The recent WannaCry and Petya ransomware attacks culminated in hundreds of hospitals, retail outlets and critical infrastructure being breached. They impacted commerce as well as patient care and innovation. On the surface, the attackers were looking to make a quick buck – asking for money in exchange for encryption keys and data. However, the fact that the attackers did not collect contact information, or even provide encryption keys, suggests to me that money was not the primary objective.
Ransomware is an effective way to extort money from organizations, especially in healthcare organizations where lives literally hang in the balance. But there are other, quieter and more lucrative ways to make money in cybercrime. Steeling personal data like credit card information or insurance info and selling it on the dark web is just one way a cybercriminal can make tens of thousands of dollars.

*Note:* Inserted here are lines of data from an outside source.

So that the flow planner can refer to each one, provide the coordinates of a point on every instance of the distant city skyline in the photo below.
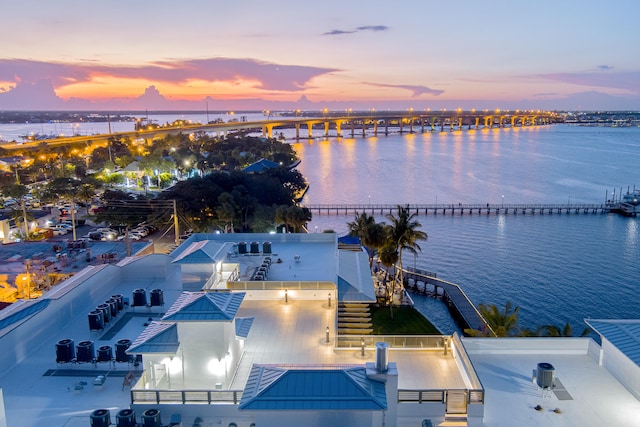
(284, 55)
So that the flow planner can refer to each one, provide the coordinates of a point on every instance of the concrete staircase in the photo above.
(354, 319)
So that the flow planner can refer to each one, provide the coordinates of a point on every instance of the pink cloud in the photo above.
(269, 76)
(615, 80)
(415, 90)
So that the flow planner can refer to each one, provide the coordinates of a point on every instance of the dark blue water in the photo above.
(558, 268)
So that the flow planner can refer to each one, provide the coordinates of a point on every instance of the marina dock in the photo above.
(461, 308)
(466, 208)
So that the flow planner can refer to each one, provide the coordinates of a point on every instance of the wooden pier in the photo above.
(463, 208)
(461, 308)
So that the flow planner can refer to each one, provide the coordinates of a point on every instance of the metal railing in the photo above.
(210, 397)
(280, 285)
(438, 396)
(424, 342)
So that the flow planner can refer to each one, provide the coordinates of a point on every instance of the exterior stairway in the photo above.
(354, 319)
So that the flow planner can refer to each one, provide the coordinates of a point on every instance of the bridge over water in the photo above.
(331, 125)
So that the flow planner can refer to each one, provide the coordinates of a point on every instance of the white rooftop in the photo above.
(586, 394)
(280, 333)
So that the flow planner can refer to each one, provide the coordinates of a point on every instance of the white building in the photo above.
(220, 344)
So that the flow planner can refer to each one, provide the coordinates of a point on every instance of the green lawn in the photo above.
(406, 321)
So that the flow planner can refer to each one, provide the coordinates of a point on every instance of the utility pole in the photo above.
(175, 221)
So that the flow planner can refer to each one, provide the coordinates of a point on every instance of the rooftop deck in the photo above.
(593, 396)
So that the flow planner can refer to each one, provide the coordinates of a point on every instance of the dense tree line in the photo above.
(238, 201)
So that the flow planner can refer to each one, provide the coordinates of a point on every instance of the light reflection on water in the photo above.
(557, 268)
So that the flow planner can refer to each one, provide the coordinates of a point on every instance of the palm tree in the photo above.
(18, 191)
(404, 234)
(388, 256)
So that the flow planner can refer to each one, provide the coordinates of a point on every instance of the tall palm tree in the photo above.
(403, 234)
(18, 191)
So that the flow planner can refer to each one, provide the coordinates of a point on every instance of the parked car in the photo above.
(109, 233)
(59, 231)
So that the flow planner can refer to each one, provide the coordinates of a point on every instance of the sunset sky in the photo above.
(281, 54)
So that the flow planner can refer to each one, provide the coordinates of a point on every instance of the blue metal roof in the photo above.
(158, 337)
(23, 314)
(623, 334)
(205, 251)
(273, 387)
(243, 326)
(205, 306)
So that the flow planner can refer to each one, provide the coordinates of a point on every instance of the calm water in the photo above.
(558, 268)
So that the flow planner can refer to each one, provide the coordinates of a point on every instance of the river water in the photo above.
(557, 268)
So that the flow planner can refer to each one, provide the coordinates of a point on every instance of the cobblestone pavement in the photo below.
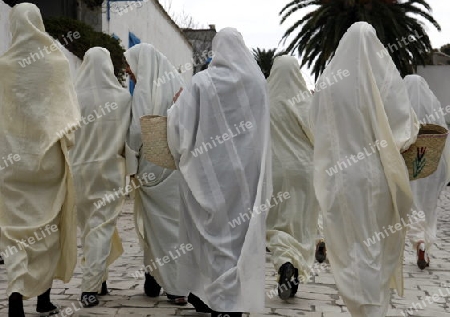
(429, 289)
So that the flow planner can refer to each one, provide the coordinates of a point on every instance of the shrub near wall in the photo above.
(92, 4)
(58, 28)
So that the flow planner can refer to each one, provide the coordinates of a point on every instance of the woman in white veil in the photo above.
(39, 110)
(157, 200)
(98, 162)
(292, 223)
(422, 234)
(361, 122)
(218, 133)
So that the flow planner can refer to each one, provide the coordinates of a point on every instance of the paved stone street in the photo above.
(427, 289)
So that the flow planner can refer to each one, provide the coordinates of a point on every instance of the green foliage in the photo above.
(446, 49)
(92, 4)
(316, 36)
(264, 59)
(59, 28)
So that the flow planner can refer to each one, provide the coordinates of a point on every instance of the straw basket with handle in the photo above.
(154, 139)
(422, 158)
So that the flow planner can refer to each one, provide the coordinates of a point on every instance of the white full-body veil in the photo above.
(426, 190)
(98, 162)
(157, 200)
(39, 109)
(291, 224)
(363, 188)
(218, 132)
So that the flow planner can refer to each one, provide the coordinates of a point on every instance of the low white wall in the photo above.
(438, 78)
(150, 25)
(5, 34)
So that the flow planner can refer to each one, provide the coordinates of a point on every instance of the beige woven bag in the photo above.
(154, 139)
(422, 158)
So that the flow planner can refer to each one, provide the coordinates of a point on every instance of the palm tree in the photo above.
(394, 21)
(264, 59)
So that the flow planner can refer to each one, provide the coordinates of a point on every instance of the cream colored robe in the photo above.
(98, 162)
(229, 181)
(292, 224)
(157, 201)
(364, 101)
(426, 190)
(39, 108)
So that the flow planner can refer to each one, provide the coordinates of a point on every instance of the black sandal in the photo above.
(104, 290)
(151, 287)
(199, 305)
(44, 305)
(15, 305)
(177, 300)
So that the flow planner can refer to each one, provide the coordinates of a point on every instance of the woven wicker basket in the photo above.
(422, 158)
(154, 139)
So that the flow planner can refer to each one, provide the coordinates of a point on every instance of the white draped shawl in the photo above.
(157, 201)
(39, 107)
(365, 102)
(230, 179)
(292, 224)
(426, 190)
(98, 162)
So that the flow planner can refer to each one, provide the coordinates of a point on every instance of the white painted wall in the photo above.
(5, 34)
(438, 78)
(5, 39)
(150, 25)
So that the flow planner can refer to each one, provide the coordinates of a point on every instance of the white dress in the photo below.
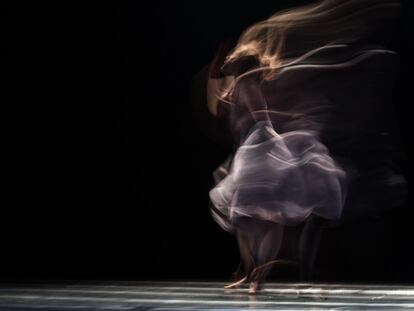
(281, 171)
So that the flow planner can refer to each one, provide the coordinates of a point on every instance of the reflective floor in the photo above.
(204, 296)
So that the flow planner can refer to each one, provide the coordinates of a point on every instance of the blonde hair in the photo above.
(329, 21)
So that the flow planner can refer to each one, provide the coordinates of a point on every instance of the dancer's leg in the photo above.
(270, 243)
(309, 246)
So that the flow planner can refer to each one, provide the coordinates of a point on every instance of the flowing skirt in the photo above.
(282, 178)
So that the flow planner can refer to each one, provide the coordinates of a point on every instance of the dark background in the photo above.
(107, 168)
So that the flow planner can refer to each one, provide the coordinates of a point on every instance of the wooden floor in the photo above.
(203, 296)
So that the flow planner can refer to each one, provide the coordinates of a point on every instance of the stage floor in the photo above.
(203, 296)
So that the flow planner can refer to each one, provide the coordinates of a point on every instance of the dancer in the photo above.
(294, 84)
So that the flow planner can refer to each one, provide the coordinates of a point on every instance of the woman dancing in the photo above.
(293, 85)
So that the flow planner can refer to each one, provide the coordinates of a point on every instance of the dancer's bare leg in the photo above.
(246, 262)
(309, 246)
(269, 247)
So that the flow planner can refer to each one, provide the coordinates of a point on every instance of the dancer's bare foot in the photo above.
(236, 284)
(255, 288)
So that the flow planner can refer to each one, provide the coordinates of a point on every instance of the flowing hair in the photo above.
(298, 30)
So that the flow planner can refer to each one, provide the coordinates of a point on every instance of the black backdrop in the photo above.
(108, 169)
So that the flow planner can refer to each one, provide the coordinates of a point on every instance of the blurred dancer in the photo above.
(302, 92)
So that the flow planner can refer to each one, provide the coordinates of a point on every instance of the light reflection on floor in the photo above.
(204, 296)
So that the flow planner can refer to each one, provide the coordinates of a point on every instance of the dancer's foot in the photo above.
(236, 284)
(255, 288)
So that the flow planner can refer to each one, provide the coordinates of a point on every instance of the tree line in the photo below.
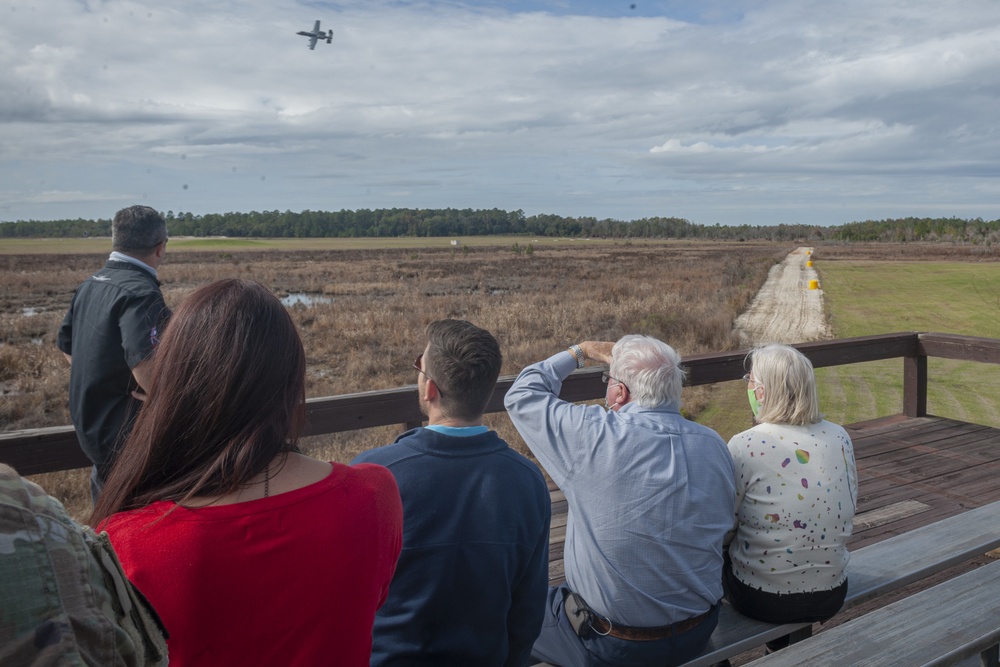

So why initiate a massive ransomware attack if you aren’t trying to get rich quick? The answer most obvious to me is that these hackers are testing the fences of our security systems. They want to know how long it takes for us to detect an attack, how we respond and how hard it is to penetrate an organization in the first place. It is like when an arsonist sets a fire on the outskirts of town to test the response time of the fire department. These criminals are conducting reconnaissance in preparation for a larger, perhaps more coordinated, attack.
We can only speculate (with some level of certainty) on where these attacks originated and who the primary target is. But as we rapidly move to a world where terrorism and acts of war/sabotage will increasingly use viruses and software vulnerabilities rather than bombs and guns, it is likely that groups who wish to do harm to private citizens or governments will spend time testing for weaknesses in preparation of their real attack.
We live in a time where our economy is tied to software, meaning a digital attack will have implications in the physical world. Even if these attacks were carried out with the sole objective of getting some companies to pay the ransom, these attacks demonstrate the deficiency in the way we produce software and hardware, not just to us, but to the real bad guys as well.
We can no longer hide our head in the sand on this issue. Software security is national security and we need to rethink the role of security in software. Detection is not a strategy on which we can depend because, by its very nature, it means we have to be breached before we act. And detection can take a woefully long time, let alone the time it takes to respond. By the time we notice, the attack could be carried out. And I think we will notice the electric grid is down without the use of detection software. The only true solution to this problem is proper security hygiene and making security a reflexive part of software development – the same way developers look for functional bugs.
This time the attackers asked for a relatively small amount of money. How long will it be before nation-state or terrorist attackers move from testing the fences to carrying out a massive attack on infrastructure? I, for one, don’t want to be around when the raptors escape.